Scalable Heterogeneous Graph Learning via Heterogeneous-aware Orthogonal Prototype Experts
This addresses a decoding bottleneck in heterogeneous graph learning, offering a practical improvement for researchers and practitioners in graph-based AI applications.
The paper tackles the Linear Projection Bottleneck in Heterogeneous Graph Neural Networks, where a single shared linear head fails to handle contextual diversity and long-tail shifts, by proposing HOPE, a plug-and-play framework that uses prototype-based routing and orthogonalization to improve prediction. Experiments on four real datasets show consistent gains across state-of-the-art backbones with minimal overhead.

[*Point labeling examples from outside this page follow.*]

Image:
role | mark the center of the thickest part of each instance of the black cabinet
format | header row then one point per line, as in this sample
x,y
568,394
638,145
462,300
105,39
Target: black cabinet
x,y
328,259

Heterogeneous Graph Neural Networks(HGNNs) have advanced mainly through better encoders, yet their decoding/projection stage still relies on a single shared linear head, assuming it can map rich node embeddings to labels. We call this the Linear Projection Bottleneck: in heterogeneous graphs, contextual diversity and long-tail shifts make a global head miss fine semantics, overfit hub nodes, and underserve tail nodes. While Mixture-of-Experts(MoE) could help, naively applying it clashes with structural imbalance and risks expert collapse. We propose a Heterogeneous-aware Orthogonal Prototype Experts framework named HOPE, a plug-and-play replacement for the standard prediction head. HOPE uses learnable prototype-based routing to assign instances to experts by similarity, letting expert usage follow the natural long-tail distribution, and adds expert orthogonalization to encourage diversity and prevent collapse. Experiments on four real datasets show consistent gains across SOTA HGNN backbones with minimal overhead.